並列コレクションは、演算のスケジューリングに関してモジュール化されている。 全ての並列コレクションはタスクサポートというオブジェクトによりパラメータ化されており、これがタスクのスケジューリングとプロセッサへの負荷分散 (load balancing) を担当する。

タスクサポートは内部にスレッドプールの実装への参照を持っており、タスクをより小さいタスクにいつどのように分割するかを決定している。 この内部の振る舞いに関してより詳しく知りたい場合はこのテクノロジーレポートを参照してほしい [1]。

現行の並列コレクションにはいくつかのタスクサポートの実装がある。 JVM 1.6 以上でデフォルトで使われるのは、ForkJoinTaskSupport で、これは内部でフォーク/ジョインプールを使う。 JVM 1.5 とその他のフォーク/ジョインプールをサポートしない JVM はより効率の劣る ThreadPoolTaskSupport を使う。 また、ExecutionContextTaskSupportscala.conccurent にあるデフォルトの実行コンテクスト (execution context) の実装を使い、scala.concurrent で使われるスレッドプールを再利用する(これは JVM のバージョンによってフォーク/ジョインプールか ThreadPoolExecutor が使われる)。それぞれの並列コレクションは、デフォルトで実行コンテクストのタスクサポートに設定されているため、並列コレクションは、Future API で使われるのと同じフォーク/ジョインプールが再利用されている。

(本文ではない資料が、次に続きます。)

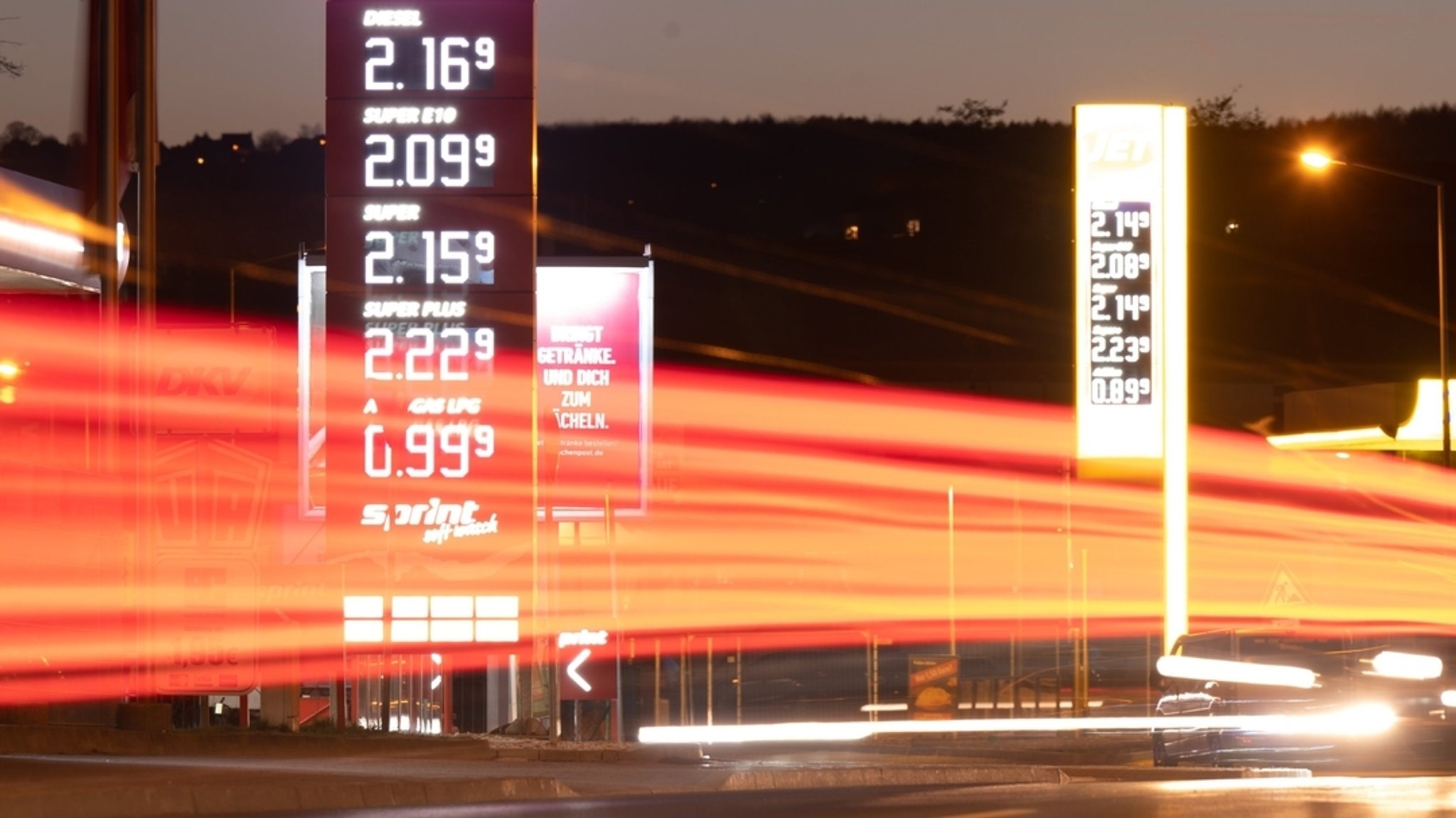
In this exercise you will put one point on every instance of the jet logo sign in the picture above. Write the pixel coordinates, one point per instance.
(201, 380)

以下に並列コレクションのタスクサポートを変更する具体例をみてみよう:

scala> import scala.collection.parallel._
import scala.collection.parallel._

scala> val pc = mutable.ParArray(1, 2, 3)
pc: scala.collection.parallel.mutable.ParArray[Int] = ParArray(1, 2, 3)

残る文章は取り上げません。